Now she believed she'd have made a bad mother, after all. It wasn't the first time this thought had occurred to her. It had once brought tears.

But then Amanda said, “I don't really have a home.”

The girl would talk, maybe, if Mary Beth let her.

“It's gone.”

No more quizzes or interrogations. She let go of the hair piled on top of her head. Amanda watched her, and Mary Beth waited. All those afternoons spent on therapists' couches, while the professionals practiced expressions evoking kindness and empathy and asked their open-ended questions. It all came down to waiting.

A breeze blew hair into her eyes, and she tucked it behind her ear.

“We had a gray house,” Amanda said, “made from big rocks, like a castle. We had chickens in the yard. They pecked in the grass and lived in cages. Sometimes kids came up our drive on their bikes. We didn't know them. I stood in the yard with the chickens, while the kids sat on their bikes. They wanted to see the chickens.”

Mary Beth didn't get the point, but she resisted the urge to ask.

“They were older kids.” Amanda looked past Mary Beth, as if seeing the kids on bikes coming up her drive. Mary Beth imagined a gravel drive, a wooded lot. She had no idea if this was the right image, but it was the one she had. And then some sticks snapped up the hill, at the ridge, and a kid on a mountain bike coasted down the trail, riding his brakes so that they shrieked like a jazz horn. It was a steep hill. Mary Beth was surprised he could manage it. He stood on his pedals and leaned his entire body back for balance. He wore a T-shirt with a logo she didn't recognize. He wore plaid shorts and tennis shoes without socks. He wore a helmet painted orange and blue. When he reached the bottom, he pedaled down the path, toward County Park, as though he hadn't seen them.

She looked at Amanda, and made her eyes big.

“He wasn't one of them,” Amanda said.

“I was going to ask.” Mary Beth tried on a smile but Amanda was serious.

Mary Beth glanced over her shoulder toward the top of the hill to make sure no more bicyclists—imagined or real—had been summoned by Amanda's thoughts. They were alone again.

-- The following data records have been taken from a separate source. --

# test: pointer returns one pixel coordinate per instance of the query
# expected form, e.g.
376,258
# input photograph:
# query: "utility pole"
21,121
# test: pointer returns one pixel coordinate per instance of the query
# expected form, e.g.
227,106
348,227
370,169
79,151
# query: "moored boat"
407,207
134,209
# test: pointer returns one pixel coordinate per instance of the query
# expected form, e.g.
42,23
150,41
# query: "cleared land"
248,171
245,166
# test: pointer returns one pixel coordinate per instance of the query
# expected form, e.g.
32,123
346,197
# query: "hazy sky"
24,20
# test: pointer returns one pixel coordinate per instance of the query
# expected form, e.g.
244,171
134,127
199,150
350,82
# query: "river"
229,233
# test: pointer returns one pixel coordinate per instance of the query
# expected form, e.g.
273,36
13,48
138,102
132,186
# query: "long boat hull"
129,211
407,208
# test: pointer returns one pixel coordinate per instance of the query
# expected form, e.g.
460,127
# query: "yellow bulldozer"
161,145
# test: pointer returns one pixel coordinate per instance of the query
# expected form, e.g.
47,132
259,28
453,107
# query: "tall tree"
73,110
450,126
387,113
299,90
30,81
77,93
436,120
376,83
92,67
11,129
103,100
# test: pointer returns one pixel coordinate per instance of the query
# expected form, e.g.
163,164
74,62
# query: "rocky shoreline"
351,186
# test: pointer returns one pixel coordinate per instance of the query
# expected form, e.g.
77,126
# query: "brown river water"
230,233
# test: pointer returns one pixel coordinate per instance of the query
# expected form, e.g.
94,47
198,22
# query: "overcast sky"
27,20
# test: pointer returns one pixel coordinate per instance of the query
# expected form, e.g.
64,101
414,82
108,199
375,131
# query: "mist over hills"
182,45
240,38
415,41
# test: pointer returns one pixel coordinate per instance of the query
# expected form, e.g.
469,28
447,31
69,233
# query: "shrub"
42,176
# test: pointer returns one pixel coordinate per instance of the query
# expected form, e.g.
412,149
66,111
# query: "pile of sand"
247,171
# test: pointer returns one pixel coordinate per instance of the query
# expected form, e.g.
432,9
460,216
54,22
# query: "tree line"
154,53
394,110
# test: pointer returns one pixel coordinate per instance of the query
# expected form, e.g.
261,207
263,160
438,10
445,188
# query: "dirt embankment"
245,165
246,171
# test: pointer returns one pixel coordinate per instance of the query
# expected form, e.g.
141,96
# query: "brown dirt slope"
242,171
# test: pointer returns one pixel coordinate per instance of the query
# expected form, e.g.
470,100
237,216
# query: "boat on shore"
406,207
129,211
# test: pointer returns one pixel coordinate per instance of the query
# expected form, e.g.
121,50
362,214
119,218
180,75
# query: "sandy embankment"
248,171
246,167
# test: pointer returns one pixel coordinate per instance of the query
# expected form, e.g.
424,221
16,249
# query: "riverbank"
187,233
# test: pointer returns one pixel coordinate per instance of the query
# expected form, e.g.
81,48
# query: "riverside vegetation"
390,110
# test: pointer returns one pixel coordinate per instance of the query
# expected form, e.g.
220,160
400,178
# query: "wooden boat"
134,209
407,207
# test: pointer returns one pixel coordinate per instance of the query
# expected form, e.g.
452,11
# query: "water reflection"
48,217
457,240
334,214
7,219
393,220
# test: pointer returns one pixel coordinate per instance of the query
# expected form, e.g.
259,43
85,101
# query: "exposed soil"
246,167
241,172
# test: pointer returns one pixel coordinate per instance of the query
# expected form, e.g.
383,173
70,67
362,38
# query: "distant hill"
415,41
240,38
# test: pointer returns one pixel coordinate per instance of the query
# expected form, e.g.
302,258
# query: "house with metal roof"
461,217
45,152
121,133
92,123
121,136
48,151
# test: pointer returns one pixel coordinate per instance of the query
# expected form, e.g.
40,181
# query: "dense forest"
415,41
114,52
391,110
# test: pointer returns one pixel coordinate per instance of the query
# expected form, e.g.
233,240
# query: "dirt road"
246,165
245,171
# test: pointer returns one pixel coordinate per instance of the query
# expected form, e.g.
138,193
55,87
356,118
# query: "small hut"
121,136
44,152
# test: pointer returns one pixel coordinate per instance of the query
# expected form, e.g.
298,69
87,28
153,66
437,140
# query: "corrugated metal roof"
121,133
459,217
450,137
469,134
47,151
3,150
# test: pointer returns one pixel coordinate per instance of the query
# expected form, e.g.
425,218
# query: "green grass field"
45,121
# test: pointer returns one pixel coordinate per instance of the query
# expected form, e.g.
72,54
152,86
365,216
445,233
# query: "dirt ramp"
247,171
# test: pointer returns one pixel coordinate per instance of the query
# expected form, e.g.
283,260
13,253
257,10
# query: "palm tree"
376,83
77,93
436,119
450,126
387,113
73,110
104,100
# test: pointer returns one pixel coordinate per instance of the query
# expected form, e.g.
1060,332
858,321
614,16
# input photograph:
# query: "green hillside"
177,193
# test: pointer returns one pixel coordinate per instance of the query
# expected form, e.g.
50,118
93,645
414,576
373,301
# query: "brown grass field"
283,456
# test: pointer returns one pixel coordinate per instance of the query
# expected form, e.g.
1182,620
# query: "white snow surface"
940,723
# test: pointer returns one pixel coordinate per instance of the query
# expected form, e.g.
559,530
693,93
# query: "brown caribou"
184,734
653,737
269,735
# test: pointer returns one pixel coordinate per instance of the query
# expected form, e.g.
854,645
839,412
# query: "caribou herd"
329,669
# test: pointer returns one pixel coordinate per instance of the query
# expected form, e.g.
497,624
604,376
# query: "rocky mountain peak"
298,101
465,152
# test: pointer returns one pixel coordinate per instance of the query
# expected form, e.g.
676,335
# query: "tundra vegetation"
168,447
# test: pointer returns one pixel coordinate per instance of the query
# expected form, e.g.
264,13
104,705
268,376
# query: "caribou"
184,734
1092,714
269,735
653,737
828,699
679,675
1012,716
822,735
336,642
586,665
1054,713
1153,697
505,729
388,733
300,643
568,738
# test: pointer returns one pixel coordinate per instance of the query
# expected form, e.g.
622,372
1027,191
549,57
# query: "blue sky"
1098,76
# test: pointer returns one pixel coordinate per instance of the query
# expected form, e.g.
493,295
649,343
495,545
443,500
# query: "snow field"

“Who were they, then,” Mary Beth asked, “these kids who wanted to see your chickens?”

“Kids from around here.”

“But your house isn't here.”

“It was my grandma's house.”

“It's not here.”

“Not anymore.”

Mary Beth had retreated into interrogation mode. She needed to be more careful. She waited, but Amanda waited, too. Mary Beth counted in her head, one to ten, then she asked, “Where's your mom?”

“Dead.” Amanda nearly interrupted her, as though she'd anticipated the question. “They're all dead.”

“The kids who came to look at the chickens?”

“I don't know about them.”

“And the chickens?”

“Chickens don't live that long.”

Mary Beth wasn't sure what she was doing. “I'm sorry,” she said.

“What are you sorry about?”

It was a question, but Mary Beth heard it as an accusation. She had a lot to be sorry about. Maybe that was the point, or maybe it wasn't. “I'm sorry that they're all dead,” she said finally.